I prefer to think of it as they’re interpolation machines not extrapolation machines. They can project within the space they’re trained in, and what they produce may not be in their training corpus, but it must be implied by it. I don’t know if this is sufficient to make them too weak to create original “ideas” of this sort, but I think it is sufficient to make them incapable of original thought vs a very complex to evaluate expected thought.

drdeca 20 days ago | parent [-]

People keep saying this, but if you try to interpret this at all literally, it just doesn’t work. Like, it’s phrased like it should have a precise meaning, right? Like, people even mention convex hulls when talking about it.

But if you actually try to take a convex hull of, some encoding of sentences as vectors? It isn’t true. The outputs are not in the convex hull of the training data.

I guess it’s supposed to be a metaphor and not literal, but in that case it’s confusing.

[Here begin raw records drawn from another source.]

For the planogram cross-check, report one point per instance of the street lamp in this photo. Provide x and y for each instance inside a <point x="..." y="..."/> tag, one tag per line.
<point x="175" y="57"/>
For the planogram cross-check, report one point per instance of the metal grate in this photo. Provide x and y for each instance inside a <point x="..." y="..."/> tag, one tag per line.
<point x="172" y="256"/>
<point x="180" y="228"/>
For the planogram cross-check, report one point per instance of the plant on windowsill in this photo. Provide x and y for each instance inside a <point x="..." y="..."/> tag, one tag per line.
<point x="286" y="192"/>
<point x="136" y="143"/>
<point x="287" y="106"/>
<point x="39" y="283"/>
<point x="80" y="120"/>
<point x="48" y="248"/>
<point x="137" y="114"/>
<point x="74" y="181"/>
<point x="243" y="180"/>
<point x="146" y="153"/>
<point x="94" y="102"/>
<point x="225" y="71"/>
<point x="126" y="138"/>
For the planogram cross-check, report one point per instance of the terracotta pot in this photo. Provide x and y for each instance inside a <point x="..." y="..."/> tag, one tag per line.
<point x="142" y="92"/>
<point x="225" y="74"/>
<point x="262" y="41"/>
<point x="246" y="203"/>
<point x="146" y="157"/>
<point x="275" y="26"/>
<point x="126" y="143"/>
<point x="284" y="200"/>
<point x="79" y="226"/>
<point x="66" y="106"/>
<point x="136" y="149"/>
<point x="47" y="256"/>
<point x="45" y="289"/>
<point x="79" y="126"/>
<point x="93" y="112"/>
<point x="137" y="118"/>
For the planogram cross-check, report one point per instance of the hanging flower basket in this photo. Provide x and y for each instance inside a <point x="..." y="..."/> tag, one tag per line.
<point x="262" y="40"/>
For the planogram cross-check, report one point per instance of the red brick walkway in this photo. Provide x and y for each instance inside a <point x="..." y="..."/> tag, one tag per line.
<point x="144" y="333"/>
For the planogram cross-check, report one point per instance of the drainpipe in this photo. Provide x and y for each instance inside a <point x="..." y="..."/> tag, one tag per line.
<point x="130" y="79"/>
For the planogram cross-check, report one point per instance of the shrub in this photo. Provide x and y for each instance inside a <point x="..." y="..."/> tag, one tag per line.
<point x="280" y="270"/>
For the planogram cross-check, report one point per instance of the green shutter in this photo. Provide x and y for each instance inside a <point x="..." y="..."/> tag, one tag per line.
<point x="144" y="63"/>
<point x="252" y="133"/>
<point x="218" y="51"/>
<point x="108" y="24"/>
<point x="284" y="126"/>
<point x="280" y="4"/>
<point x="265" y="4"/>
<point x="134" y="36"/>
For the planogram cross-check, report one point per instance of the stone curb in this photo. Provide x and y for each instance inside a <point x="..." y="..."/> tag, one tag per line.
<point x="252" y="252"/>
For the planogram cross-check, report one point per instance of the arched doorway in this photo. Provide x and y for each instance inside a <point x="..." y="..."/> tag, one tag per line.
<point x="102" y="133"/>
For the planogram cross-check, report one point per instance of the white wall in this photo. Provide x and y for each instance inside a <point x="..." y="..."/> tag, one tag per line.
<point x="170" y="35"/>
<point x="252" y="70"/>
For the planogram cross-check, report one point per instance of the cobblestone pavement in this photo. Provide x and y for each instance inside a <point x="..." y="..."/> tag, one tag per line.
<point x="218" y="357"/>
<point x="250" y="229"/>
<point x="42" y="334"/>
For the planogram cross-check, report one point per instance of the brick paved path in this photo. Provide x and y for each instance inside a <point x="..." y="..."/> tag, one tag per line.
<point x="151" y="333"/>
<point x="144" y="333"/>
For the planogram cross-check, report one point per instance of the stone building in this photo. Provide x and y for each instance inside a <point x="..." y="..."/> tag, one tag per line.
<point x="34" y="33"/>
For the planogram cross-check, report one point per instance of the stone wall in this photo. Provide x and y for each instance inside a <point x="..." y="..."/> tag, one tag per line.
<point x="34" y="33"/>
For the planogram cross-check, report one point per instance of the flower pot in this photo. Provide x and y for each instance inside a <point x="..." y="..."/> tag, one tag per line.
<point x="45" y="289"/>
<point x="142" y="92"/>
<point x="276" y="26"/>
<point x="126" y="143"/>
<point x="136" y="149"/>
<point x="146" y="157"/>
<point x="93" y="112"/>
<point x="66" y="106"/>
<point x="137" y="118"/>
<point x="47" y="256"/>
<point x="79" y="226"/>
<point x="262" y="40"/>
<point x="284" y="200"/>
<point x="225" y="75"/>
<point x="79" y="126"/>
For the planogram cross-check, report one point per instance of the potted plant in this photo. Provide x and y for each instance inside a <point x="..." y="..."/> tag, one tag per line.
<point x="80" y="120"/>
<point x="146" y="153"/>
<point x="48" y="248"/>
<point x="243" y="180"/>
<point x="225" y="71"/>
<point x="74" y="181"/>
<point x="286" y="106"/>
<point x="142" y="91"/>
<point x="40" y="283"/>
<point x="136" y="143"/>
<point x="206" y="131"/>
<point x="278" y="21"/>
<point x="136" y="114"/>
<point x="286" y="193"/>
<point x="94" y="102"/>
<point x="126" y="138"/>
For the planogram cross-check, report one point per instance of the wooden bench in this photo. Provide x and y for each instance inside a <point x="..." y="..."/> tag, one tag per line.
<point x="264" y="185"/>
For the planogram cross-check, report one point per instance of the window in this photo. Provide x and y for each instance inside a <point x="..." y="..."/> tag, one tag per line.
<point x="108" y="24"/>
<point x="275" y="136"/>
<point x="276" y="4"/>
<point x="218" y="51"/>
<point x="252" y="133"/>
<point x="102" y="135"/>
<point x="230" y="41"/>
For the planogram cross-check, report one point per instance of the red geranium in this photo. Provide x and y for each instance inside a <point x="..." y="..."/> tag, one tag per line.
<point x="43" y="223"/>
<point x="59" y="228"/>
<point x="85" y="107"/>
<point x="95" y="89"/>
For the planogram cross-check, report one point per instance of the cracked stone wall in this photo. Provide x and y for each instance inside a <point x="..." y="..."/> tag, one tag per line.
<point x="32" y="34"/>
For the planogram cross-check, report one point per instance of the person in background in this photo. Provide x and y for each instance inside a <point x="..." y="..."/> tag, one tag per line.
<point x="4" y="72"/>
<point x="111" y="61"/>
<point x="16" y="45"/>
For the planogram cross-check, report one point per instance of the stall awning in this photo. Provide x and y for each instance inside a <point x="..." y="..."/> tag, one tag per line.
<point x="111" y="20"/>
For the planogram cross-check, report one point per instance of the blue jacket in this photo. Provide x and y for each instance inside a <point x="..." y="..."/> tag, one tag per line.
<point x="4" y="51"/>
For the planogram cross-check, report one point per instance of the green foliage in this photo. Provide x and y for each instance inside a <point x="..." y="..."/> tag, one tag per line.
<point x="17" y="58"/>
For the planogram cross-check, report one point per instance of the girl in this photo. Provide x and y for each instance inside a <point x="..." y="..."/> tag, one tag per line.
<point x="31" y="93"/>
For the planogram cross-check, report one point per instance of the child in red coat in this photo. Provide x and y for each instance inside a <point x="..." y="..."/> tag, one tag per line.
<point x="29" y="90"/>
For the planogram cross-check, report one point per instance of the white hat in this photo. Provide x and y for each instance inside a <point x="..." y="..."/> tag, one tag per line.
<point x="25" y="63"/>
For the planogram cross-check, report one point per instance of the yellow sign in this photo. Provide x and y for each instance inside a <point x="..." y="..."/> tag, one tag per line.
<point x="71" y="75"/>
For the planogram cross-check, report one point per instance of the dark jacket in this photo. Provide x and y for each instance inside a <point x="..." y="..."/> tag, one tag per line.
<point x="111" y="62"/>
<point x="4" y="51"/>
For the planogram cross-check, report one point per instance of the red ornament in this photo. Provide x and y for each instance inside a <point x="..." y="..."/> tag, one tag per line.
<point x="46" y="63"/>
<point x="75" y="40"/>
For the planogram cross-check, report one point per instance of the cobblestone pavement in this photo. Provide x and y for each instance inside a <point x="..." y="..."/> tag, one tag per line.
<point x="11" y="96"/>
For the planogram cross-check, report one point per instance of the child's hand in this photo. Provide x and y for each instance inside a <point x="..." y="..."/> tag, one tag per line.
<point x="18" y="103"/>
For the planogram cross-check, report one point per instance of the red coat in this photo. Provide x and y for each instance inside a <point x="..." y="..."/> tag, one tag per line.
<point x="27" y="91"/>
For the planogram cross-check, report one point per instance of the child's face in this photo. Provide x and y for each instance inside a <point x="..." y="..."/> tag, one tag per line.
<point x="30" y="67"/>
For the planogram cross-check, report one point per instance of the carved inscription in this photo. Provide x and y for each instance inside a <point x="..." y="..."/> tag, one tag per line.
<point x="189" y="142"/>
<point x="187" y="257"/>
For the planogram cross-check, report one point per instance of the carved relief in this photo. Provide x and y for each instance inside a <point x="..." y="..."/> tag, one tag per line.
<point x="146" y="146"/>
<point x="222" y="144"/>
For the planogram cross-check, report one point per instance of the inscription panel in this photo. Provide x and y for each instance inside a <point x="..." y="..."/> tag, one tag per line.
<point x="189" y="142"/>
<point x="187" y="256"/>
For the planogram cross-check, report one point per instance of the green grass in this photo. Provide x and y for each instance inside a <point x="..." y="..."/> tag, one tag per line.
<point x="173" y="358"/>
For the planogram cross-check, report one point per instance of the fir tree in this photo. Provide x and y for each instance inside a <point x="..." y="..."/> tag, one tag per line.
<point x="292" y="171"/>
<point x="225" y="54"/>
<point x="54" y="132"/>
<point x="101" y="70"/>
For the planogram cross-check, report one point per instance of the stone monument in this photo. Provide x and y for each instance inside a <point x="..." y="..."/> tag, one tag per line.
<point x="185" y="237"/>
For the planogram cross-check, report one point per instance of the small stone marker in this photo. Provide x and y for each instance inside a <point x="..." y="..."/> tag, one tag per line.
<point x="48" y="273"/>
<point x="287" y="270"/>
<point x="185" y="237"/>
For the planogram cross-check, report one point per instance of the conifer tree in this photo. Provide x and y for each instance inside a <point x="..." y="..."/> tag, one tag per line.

Especially seeing as there are contexts in machine learning where literal interpolation vs literal extrapolation, is relevant. So, please, find a better way to say it than saying that “it can only interpolate”?

Muromec 19 days ago | parent [-]

If it's all just points in the multidimensional space, why would the thing be restricted to some operations and not others. I'm not buying the argument

drdeca 19 days ago | parent [-]

Sorry, I don't understand what you mean. Are you agreeing or disagreeing with me?

If it can only interpolate in a literal sense, that means that it only produces good outputs on convex combinations of inputs that appear in the training set. That's what interpolation means. But, if you take the embedding vectors of sentences/prompts, and then take the convex hull of these, it is not typical for new sentences not in the training set to have its embedding vectors be in the convex hull of these.

fnordpiglet 18 days ago | parent [-]

I’m not sure I follow your end to end reasoning. In an n dimensional space interpolation along and within the convex hull is pretty much what they’re doing. How can it possibly not be? How would it interpolate a point that’s not within its vector space? Yes, it’s very complex with non linear transformations and a very high dimensionality, and residuals and other features create more complexity in the shape of the hull. But an LLM can not infer a concept to which it has no information channel. That’s clearly nonsense. The fact that they do bounded, learned, nonlinear compositional generalizations over a representational space induced by training -is by nature interpolation- not extrapolation. I’m sorry, but I believe their immense power has you confusing math with magic.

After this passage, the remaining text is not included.